Transocean and GlobalSantaFe announce consolidation…TXU fined for illegal contract extensions…BP fined for Texas City plant violations…
Offshore drilling firm Transocean is merging with rival GlobalSantaFe. The two Houston-based companies say their consolidation will create a company with a full range of offshore drilling services in the world’s key markets. The deal includes a $15 billion cash payout to shareholders of both companies. That’ll be funded through a bridge loan due one year after closing. Shareholders of both will also get shares in the new company. The two companies estimated the value of the new company will be about $53 billion, including debt. Transocean Chief Executive Robert Long will serve as CEO of the combined company. GlobalSantaFe CEO Jon A. Marshall will serve as president and chief operating officer of the combined entity. GlobalSantaFe Chairman Robert Rose will be chairman. The new company will retain the Transocean name and trade on the New York Stock Exchange under Transocean’s symbol “RIG.” Both of the old companies will be equally represented on the new 14-member board.

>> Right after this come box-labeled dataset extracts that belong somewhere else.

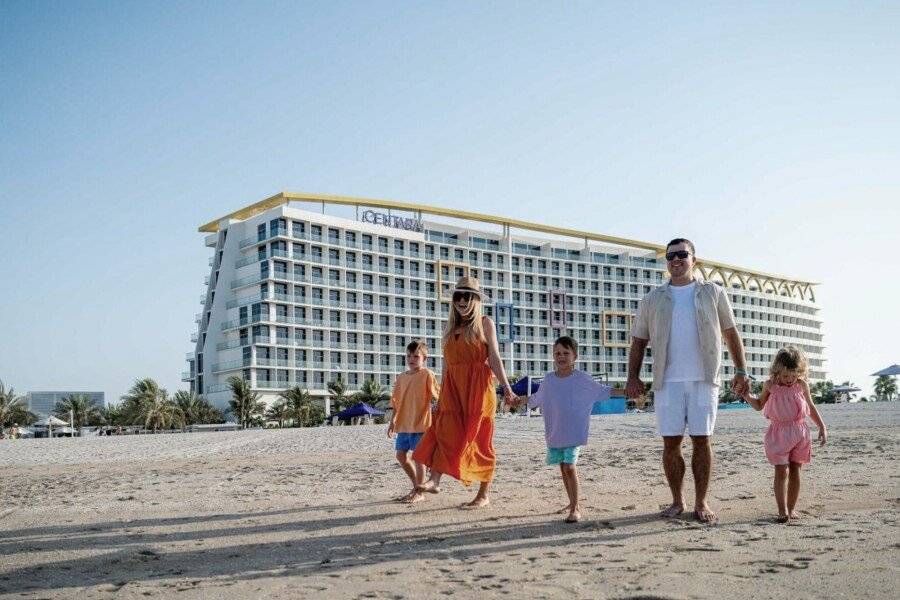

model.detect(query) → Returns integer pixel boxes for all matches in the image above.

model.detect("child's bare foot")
[694,503,719,525]
[566,506,581,523]
[659,502,684,519]
[460,497,491,510]
[416,479,441,494]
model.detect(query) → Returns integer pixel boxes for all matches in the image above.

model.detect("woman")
[413,277,515,509]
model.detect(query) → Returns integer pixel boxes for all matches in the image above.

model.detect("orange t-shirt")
[391,368,441,433]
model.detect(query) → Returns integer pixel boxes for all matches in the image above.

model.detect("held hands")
[731,374,750,400]
[625,378,645,400]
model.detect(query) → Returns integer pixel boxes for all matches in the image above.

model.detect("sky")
[0,0,900,401]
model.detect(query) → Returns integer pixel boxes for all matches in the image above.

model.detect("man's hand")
[625,378,644,400]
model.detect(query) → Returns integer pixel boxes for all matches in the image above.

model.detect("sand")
[0,403,900,599]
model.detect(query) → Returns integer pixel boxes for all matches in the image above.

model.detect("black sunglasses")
[666,250,691,260]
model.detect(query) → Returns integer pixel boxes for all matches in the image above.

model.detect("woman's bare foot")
[659,502,684,519]
[416,479,441,494]
[460,496,491,510]
[566,506,581,523]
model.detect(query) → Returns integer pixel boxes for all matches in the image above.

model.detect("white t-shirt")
[665,281,703,381]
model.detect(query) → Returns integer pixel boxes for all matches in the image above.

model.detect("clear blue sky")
[0,0,900,400]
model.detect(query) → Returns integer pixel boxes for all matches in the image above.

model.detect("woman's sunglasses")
[666,250,691,260]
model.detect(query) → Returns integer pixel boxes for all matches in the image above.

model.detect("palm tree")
[874,375,897,400]
[142,390,184,433]
[121,377,168,425]
[99,404,128,425]
[0,381,37,427]
[53,394,103,435]
[172,390,211,425]
[279,385,325,427]
[266,398,291,427]
[228,375,266,429]
[328,373,353,414]
[353,379,391,408]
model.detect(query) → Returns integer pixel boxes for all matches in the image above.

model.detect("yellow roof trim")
[198,192,819,285]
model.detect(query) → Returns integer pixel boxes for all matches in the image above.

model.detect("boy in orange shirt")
[388,340,441,503]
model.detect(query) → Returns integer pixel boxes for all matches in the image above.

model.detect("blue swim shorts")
[394,433,425,452]
[547,446,581,465]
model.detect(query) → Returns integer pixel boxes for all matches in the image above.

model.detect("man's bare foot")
[566,507,581,523]
[694,504,719,525]
[659,502,684,519]
[401,490,425,504]
[460,497,491,510]
[416,479,441,494]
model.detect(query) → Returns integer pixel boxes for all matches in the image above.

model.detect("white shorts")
[653,381,719,436]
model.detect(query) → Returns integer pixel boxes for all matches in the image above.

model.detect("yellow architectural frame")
[199,192,818,301]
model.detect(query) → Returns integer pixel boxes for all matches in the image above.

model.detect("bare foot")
[394,488,416,502]
[694,505,719,525]
[416,479,441,494]
[401,491,425,504]
[460,497,491,510]
[659,503,684,519]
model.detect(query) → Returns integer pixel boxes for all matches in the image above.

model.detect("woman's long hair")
[441,294,485,346]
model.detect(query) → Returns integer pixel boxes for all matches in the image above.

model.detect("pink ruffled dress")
[763,381,812,465]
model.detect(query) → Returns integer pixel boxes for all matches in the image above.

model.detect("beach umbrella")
[872,365,900,377]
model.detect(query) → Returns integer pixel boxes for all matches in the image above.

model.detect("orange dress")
[413,335,497,486]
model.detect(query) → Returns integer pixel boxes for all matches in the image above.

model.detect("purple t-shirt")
[528,370,612,448]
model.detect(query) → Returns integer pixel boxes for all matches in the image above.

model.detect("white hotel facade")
[182,193,825,406]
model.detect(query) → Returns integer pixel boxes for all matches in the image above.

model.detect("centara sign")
[362,210,425,231]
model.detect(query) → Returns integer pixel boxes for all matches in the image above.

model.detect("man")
[625,238,748,524]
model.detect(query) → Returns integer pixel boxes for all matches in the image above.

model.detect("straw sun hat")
[453,277,484,301]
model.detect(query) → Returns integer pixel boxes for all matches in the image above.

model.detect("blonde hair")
[441,294,485,346]
[769,346,809,380]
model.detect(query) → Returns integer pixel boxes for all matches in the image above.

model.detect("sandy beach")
[0,403,900,599]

TXU must pay $5 million for illegally extending contracts of some companies by one year—when they didn’t respond to renewal notices. The Public Utility Commission says the penalty involves about 4,000 small businesses. Dallas-based TXU’s Retail Electric Division told customers it would renew a contract for 12 months if customers didn’t reply to renewal notices. But PUC rules limit automatic renewals by retail electric providers to 31 days. The commission on Friday approved the penalty, under terms of a settlement reached in June by regulators and TXU officials. TXU has five days to pay the penalty. TXU also must notify affected customers that they could choose another plan or pick a new electric provider without a cancellation fee or penalty. Separately, the PUC ordered Garland to pay about $6,000 in penalties involving two settlement agreements regarding electricity scheduling issues last year.

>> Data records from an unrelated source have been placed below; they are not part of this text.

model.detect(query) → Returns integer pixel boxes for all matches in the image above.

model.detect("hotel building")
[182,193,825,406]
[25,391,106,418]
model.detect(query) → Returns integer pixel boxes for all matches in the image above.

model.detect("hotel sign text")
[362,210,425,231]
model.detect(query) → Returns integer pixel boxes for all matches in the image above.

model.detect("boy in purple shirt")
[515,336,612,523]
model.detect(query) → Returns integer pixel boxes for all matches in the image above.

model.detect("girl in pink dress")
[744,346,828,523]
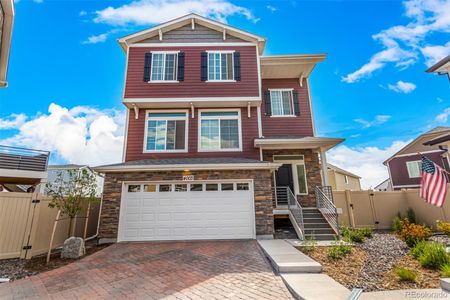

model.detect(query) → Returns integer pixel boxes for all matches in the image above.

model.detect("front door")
[275,164,294,193]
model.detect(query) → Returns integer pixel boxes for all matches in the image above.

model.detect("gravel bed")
[352,233,409,291]
[0,258,38,280]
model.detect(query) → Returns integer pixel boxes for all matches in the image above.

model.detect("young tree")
[46,169,98,236]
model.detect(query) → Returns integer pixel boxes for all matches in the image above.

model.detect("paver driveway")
[0,241,291,299]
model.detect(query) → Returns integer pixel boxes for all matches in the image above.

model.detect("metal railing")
[272,186,305,239]
[316,186,339,235]
[0,145,50,172]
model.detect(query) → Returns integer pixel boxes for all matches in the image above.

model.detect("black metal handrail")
[0,145,50,172]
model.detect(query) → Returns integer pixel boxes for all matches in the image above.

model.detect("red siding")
[125,107,259,161]
[261,79,314,138]
[125,46,259,101]
[389,151,444,185]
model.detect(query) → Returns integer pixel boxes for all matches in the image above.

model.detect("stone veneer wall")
[99,170,274,239]
[263,149,322,207]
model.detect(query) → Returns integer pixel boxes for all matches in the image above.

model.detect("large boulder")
[61,236,86,258]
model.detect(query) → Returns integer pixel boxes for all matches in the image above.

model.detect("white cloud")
[342,0,450,83]
[387,80,416,94]
[94,0,258,26]
[0,114,27,130]
[420,42,450,67]
[81,33,109,45]
[435,107,450,123]
[354,115,391,128]
[0,103,125,166]
[266,5,278,12]
[327,141,409,189]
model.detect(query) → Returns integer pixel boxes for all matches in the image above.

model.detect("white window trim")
[406,160,421,178]
[148,51,180,83]
[206,50,236,82]
[143,109,189,153]
[272,154,309,196]
[197,108,242,152]
[269,88,297,118]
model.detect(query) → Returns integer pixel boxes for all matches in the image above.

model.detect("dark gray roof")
[96,157,265,168]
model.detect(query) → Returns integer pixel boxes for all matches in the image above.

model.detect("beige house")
[327,163,361,191]
[0,0,14,88]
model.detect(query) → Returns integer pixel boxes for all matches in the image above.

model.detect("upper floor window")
[208,52,234,81]
[270,90,294,116]
[150,52,178,81]
[144,111,188,152]
[199,110,241,151]
[406,160,422,178]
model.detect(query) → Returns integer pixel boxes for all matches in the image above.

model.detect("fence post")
[345,190,355,228]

A safety agency fined BP Products North America $92,000 for violations at its Texas City plant. It’s the same unit where a March 2005 explosion killed 15 people and left about 170 hurt. The Occupational Safety and Health Administration noted four violations of safety rules related to process safety management, and one for rules related to hazardous locations. OSHA administrator Dean McDaniel says these citations are based on identification of hazardous conditions similar to those that led to the 2005 explosion. BP officials in Houston didn’t immediately comment. The company has 15 working days to comply, request a conference with OSHA or contest the citations and fines. OSHA in September of 2005 fined BP $21.3 million over the deadly blast months earlier. BP agreed to review safety management systems and equipment.
Wages for highly-skilled technology professionals in 2007 continue surpassing pay rates from 2006 according to the Yoh Index of Technology Wages. It averaged $31.61 during the middle of the second quarter. The index indicates a 4.29 percent increase in wage growth compared to the same period in 2006. The index is used by Fortune 500 companies to determine salary scales, the average hourly wage for high-impact technology workers.

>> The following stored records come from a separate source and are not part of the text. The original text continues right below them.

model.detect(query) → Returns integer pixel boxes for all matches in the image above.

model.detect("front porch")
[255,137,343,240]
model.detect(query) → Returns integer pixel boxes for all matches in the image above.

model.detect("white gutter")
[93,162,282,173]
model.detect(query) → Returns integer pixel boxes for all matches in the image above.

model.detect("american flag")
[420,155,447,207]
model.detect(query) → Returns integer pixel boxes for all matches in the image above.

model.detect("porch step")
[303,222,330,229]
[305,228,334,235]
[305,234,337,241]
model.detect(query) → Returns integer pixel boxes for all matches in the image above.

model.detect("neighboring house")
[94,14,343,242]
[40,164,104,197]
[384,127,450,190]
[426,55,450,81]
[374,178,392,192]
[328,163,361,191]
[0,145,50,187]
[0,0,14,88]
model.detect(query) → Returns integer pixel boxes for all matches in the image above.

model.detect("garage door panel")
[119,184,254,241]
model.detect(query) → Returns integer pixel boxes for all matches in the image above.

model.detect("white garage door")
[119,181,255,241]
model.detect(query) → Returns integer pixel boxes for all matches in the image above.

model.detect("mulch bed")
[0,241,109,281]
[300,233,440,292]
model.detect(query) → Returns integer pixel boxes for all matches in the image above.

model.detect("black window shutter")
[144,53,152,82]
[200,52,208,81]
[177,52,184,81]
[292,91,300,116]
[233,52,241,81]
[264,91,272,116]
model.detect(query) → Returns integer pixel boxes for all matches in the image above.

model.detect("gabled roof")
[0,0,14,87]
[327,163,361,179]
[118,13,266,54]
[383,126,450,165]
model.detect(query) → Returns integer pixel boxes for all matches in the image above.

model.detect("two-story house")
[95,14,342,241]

Halliburton’s second-quarter profit more than doubled to $1.5 billion. The Houston-based oilfield services company largely credits a $933 million gain from the separation of its former subsidiary, Houston-based KBR. Revenue in the quarter rose 20 percent to $3.7 billion. The oilfield services conglomerate said sales rose worldwide, particularly in the eastern hemisphere. Excluding the gain from the KBR split, Halliburton said income from continuing operations totaled $595 million for the quarter. That’s up about 19.5 percent from last year’s second quarter. Last week, Halliburton’s larger competitor, Houston-based Schlumberger, said its second-quarter profit jumped 47 percent because of an active world market for oil and gas.